第127章

  眸中懵懂不似作假,是真的,将之前发生的事都忘了。
  泛黄的回忆渐渐浮起。
  前世,她只记得,某一日醒来时突闻姑母薨逝的噩耗,从一开始的难以接受,一直到后来的求问无门,不得不接受。
  从始至终,不曾见过李晁一面。
  连心疾,也只知是悲痛过度所致。
  从前不知自己有遗忘的记忆,后来知道了,又不明白为什么会遗忘。
  原来,一切的起点,是在此处。
  第111章 知晓
  有雪花飞舞, 透过萧芫的躯体,打着旋儿越飘越远。
  还有些落在窗棂,湿润了几缕发丝。
  萧芫弯腰去拾, 却只能看着发丝从眼前溜走。
  也看着衣衫不整的梦中人,不顾一切地从大殿闯出去,融入望不到尽头的空茫。
  心底尘封的记忆一寸寸明晰。
  前世,姑母薨逝时, 她自责不已,认为是自己伺候不周、防备不严之过, 一心只想着赎罪。
  为自己寻了处荒凉的废宫,是绝望,也是懦弱。
  却那么坚决。
  第一次毒发,便是被他从废宫带离,听到岳家全军覆没的消息时。
  从鬼门关捡回一条命,再醒来时, 或许是潜意识里知道自己承受不住,也或许是因着中毒, 她忘记了最痛苦的记忆。

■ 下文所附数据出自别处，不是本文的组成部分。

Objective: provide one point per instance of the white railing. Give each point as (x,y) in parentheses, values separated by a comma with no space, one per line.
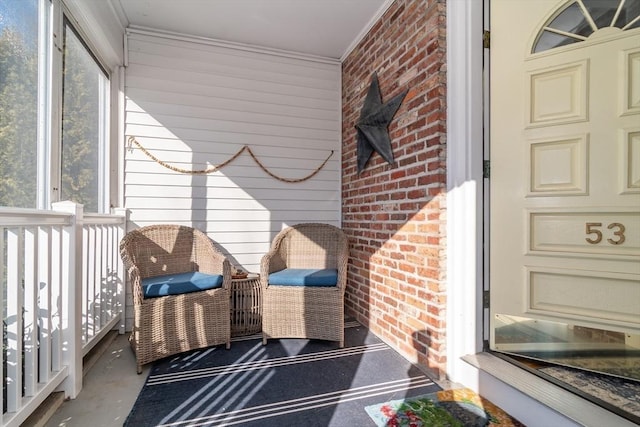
(62,285)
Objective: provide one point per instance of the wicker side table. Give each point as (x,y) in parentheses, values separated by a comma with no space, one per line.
(246,305)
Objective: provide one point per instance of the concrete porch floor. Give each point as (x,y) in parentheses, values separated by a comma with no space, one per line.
(110,389)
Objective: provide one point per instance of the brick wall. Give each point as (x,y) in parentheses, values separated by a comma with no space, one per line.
(395,214)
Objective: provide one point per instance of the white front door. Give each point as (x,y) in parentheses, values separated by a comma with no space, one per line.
(565,173)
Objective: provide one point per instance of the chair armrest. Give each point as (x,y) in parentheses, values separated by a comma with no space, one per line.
(211,261)
(136,284)
(270,262)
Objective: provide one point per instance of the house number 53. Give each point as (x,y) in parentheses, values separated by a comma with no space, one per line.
(595,234)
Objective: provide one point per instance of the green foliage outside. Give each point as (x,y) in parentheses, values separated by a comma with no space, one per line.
(18,121)
(80,125)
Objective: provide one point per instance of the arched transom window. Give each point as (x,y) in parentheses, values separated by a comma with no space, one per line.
(579,19)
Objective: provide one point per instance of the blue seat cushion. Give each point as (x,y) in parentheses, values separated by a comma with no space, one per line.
(304,277)
(180,283)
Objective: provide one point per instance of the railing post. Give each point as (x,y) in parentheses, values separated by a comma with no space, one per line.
(122,276)
(72,297)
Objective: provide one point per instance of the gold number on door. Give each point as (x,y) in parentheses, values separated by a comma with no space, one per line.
(592,229)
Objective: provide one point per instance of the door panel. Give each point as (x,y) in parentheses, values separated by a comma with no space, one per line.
(565,192)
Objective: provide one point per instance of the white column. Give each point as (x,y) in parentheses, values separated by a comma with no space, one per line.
(72,297)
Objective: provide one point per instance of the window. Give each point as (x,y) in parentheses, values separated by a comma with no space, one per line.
(48,155)
(581,18)
(18,103)
(84,117)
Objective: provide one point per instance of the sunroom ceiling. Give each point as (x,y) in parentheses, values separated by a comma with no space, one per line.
(325,28)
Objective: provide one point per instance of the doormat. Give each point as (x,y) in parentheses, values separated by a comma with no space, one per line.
(447,408)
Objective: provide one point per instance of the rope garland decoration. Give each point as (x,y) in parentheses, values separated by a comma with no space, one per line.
(132,140)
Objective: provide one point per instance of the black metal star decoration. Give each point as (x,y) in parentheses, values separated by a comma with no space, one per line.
(373,132)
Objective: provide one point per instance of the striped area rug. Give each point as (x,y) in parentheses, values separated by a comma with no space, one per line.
(288,382)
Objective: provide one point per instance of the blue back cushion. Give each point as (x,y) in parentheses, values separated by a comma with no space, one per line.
(304,277)
(181,283)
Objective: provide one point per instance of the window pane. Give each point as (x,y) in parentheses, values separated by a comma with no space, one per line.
(18,103)
(572,20)
(83,125)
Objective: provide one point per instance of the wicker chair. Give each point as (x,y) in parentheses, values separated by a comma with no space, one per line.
(171,324)
(313,312)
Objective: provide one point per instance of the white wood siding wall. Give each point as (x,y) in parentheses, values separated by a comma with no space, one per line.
(194,104)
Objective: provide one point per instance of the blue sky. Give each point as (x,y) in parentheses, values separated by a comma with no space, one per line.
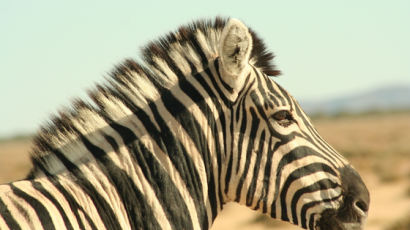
(52,51)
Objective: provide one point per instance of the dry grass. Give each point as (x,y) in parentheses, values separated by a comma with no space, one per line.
(377,145)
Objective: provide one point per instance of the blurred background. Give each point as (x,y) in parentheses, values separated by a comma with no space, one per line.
(347,63)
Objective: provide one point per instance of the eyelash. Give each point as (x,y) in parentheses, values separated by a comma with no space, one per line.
(283,118)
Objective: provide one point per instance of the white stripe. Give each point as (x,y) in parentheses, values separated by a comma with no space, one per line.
(52,210)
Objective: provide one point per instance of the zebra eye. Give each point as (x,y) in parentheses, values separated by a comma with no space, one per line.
(283,117)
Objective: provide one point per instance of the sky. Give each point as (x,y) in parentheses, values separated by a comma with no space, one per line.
(53,51)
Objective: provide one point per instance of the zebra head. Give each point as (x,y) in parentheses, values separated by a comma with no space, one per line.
(278,163)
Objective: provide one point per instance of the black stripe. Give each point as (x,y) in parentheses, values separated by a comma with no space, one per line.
(41,211)
(39,187)
(177,153)
(139,212)
(165,190)
(323,184)
(252,187)
(254,128)
(8,218)
(310,205)
(242,131)
(295,154)
(173,146)
(218,73)
(74,206)
(107,216)
(295,175)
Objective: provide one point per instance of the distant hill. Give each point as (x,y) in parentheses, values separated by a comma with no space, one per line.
(381,99)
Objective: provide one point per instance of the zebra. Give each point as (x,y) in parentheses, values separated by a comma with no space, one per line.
(167,141)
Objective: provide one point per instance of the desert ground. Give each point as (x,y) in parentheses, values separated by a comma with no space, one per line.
(377,144)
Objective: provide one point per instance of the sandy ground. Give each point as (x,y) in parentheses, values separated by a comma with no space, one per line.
(390,195)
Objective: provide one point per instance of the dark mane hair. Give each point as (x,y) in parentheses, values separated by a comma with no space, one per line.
(197,44)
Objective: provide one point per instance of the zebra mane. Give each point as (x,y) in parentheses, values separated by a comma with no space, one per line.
(132,85)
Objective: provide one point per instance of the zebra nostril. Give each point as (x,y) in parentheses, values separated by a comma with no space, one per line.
(361,207)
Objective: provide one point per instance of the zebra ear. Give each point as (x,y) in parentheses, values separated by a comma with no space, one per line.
(235,48)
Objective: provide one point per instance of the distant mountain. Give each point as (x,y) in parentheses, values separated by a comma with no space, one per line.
(385,98)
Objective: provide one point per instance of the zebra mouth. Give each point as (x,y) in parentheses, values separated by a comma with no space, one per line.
(352,213)
(342,219)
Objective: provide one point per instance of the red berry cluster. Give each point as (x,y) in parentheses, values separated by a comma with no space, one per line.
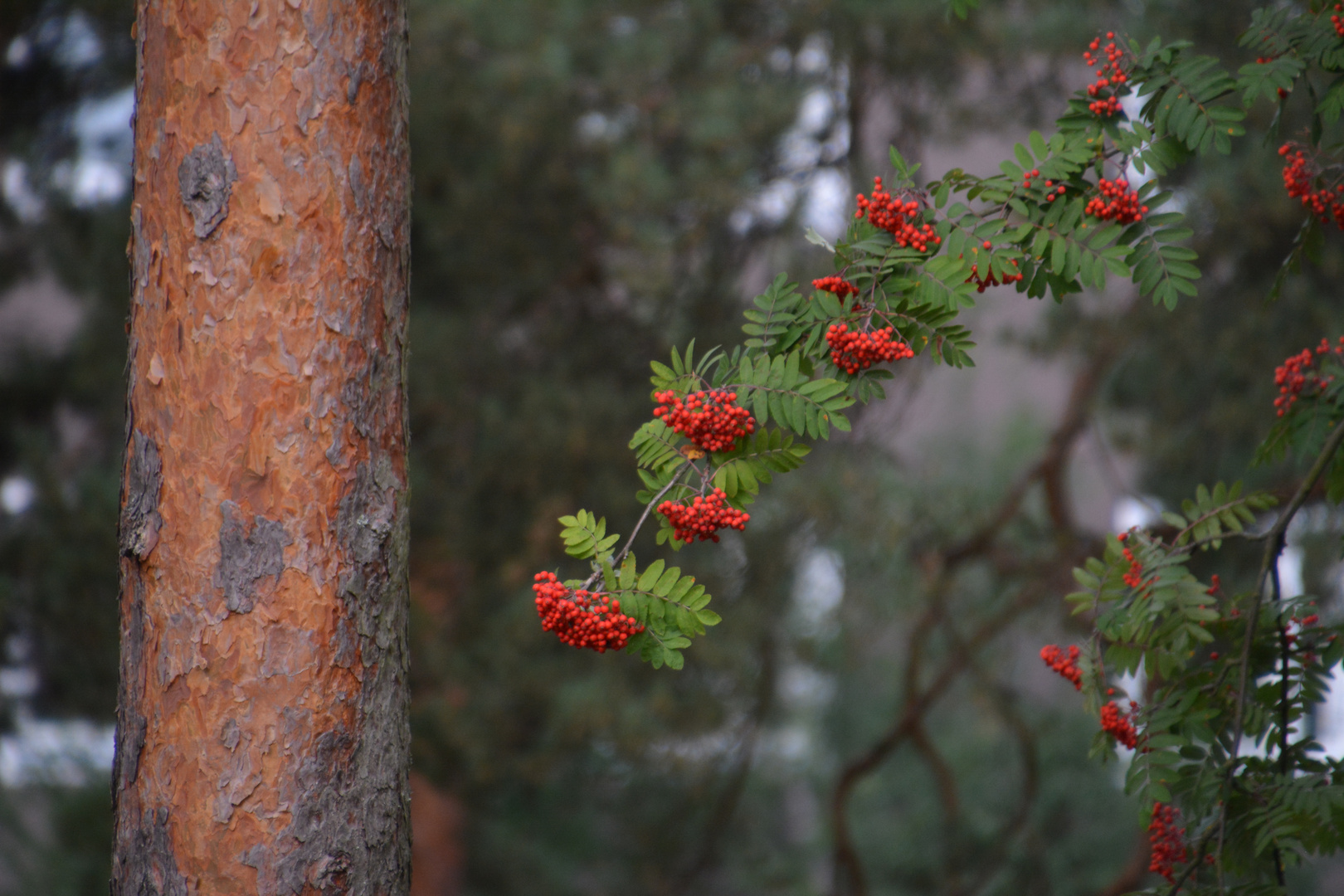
(1293,375)
(1118,724)
(836,285)
(1051,187)
(1135,577)
(582,618)
(1168,841)
(704,516)
(1118,202)
(992,280)
(1064,664)
(854,351)
(894,217)
(709,418)
(1300,176)
(1110,77)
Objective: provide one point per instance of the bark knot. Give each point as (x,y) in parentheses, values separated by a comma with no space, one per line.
(140,522)
(247,557)
(206,178)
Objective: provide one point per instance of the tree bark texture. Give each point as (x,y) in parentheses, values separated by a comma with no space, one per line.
(262,738)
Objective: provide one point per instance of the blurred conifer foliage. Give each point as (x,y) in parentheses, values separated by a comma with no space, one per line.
(596,182)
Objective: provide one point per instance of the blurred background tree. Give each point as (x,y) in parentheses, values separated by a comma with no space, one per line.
(596,182)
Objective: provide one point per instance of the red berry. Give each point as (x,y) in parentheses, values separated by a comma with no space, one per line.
(1116,202)
(711,418)
(856,351)
(836,285)
(582,618)
(1118,724)
(894,217)
(1168,841)
(704,518)
(1064,664)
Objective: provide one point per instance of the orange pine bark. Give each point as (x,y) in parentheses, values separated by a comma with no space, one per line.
(262,740)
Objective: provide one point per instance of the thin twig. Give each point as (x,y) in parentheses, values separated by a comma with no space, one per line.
(644,516)
(1273,547)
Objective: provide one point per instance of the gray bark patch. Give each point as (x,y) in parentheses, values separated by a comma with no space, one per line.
(130,723)
(149,867)
(206,178)
(140,520)
(247,557)
(366,514)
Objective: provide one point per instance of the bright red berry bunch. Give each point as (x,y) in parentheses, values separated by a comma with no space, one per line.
(711,418)
(704,518)
(582,618)
(856,351)
(1116,202)
(992,280)
(1064,664)
(894,217)
(1135,577)
(1110,77)
(836,285)
(1168,841)
(1118,724)
(1051,187)
(1294,373)
(1300,176)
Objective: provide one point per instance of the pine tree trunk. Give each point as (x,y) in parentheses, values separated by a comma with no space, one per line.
(262,740)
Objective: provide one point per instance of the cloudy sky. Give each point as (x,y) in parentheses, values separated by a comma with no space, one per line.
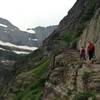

  及此, 思维兀然驻足、凝滞,仿佛撞到了一片观音掌,来不及防备, 便被密布的刺扎了个通透。
  心撕裂一般地疼,想哭,却因是在梦中, 怎么也哭不出来。
  于是情绪堵在胸口, 堵得快要喘不过气。
  只是过往,尚且这般难过, 前世的她身在其中,又如何能承受得住呢。
  要接受的,并非仅仅是至亲之人的生离死别。更是一张铺天大网之下,无尽的悔恨。
  前世姑母临死之前,先是从王夫人处,得知了先帝与萧正清曾经的背叛。
  之后,还得在因黔方惨案四分五裂的朝堂上,殚精竭虑地应对露出爪牙的乾武势力。
  同时,朝野流言肆起,将一心护国的岳伯伯和姑母绑到一起,如此的“风流韵事”,守旧派怎么可能放过。
  甚至皇权,都因此岌岌可危。
  更别提边关本就备受北戎和乾武军侵扰,猝不及防之下正节节败退。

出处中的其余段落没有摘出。